There are a variety of joint problems found in most breeds. Toy breeds can have joint problems too; just because your breed is smaller doesn't mean you can figure you are free of hip dysplasia and be done with it. There are several problems that specifically affect smaller dogs!

* Hip dysplasia is probably the best known problem. This is a malformation or deterioration of the hip joint, so that the socket it sits in is too shallow to secure the head of the femur. As the condition progresses, arthritic changes begin to destroy the protective cartilage and the dog may experience severe pain if the condition is bad enough. Some dogs are asymptomatic, but still should not be bred. This condition primarily affects the medium-to-large breeds, but smaller breeds have been known to be affected, for example Cocker Spaniels and Shetland Sheepdogs can have this problem. To make sure your dog is free of hip dysplasia, you need to have the hips radiographed and then obtain an expert analysis of the xrays. Your vet isn't necessarily the one to do this! In the US, you would mail the xrays to the Orthopedic Foundation of Animals and wait several weeks for their evaluation. In Canada, Europe and Britain, there are equivalent programs, but all differ in the type of certification and age at which they will certify; some organizations certify after one year of age, others certify after two years of age.

* Osteochondrosis Dessicans (OCD) is an elbow joint problem. A bone spur or a flake wears away at the joint which becomes stiff and painful. Xray evaluations of these joints are also needed. Many breeds that are prone to hip dysplasia may also have OCD.

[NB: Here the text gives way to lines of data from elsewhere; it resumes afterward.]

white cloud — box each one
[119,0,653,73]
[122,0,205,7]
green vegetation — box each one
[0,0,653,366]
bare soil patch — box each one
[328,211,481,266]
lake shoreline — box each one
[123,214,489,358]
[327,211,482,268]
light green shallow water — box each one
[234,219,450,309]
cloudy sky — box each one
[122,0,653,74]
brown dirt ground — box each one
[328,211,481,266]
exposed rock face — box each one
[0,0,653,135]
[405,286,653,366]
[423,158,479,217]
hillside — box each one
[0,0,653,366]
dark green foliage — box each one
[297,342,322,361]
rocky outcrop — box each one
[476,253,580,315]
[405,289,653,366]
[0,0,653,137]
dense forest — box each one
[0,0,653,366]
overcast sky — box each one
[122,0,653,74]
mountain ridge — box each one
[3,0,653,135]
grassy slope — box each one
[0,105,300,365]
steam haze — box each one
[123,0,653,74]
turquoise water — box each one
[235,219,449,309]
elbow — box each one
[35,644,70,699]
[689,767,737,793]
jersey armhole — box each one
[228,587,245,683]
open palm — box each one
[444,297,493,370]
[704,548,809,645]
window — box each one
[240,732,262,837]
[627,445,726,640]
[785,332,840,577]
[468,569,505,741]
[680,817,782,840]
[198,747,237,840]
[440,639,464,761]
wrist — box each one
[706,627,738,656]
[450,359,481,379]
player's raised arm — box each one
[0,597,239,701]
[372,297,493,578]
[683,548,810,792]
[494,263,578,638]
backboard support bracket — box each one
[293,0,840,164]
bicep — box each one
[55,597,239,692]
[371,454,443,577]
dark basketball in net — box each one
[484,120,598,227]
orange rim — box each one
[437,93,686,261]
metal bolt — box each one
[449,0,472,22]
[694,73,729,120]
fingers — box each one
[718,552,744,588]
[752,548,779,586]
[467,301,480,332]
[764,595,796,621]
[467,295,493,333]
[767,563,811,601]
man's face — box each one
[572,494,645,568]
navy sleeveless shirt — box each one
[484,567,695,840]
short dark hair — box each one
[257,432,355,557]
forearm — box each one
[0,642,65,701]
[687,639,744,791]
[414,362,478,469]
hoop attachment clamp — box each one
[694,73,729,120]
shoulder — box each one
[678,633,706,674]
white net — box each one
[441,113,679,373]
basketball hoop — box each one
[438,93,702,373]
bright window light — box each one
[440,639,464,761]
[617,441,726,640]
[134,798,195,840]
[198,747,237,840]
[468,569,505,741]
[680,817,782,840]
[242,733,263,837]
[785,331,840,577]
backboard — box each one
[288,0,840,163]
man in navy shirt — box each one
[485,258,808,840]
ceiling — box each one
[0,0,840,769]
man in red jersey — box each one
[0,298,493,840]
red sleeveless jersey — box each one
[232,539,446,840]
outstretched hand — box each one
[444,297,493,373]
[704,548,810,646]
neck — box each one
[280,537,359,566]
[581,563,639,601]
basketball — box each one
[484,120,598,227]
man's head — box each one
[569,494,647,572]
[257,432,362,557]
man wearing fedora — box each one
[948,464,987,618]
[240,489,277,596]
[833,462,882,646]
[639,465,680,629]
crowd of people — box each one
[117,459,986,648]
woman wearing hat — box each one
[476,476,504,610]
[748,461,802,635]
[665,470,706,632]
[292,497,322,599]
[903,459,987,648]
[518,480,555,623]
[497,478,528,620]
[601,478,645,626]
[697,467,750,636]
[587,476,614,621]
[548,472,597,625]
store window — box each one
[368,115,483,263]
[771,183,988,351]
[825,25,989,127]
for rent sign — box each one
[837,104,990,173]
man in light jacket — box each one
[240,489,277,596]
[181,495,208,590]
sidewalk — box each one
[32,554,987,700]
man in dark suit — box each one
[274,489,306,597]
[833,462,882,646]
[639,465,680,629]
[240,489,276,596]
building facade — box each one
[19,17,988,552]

* Patellar Luxation is a problem affecting the kneecaps. Smaller dogs are more prone to this problem than larger ones are. The kneecap will slide out of place and lock the leg straight. Diagnosis is fairly straightforward and surgery can correct the problem, but no dog with patellar luxation should be bred as this is also an hereditary condition.

There are a few other types of problems, affecting other joints like the hocks, or affecting the spine, that you should be aware of in some breeds. This is only an overview to give you an idea of what kinds of problems are out there. Remember that joint problems, even if not hereditary, may make it problematic for a bitch to be bred. Pregnancy is hard on the joints and on the body in general and if she isn't in the best of physical health, it is much kinder not to breed her.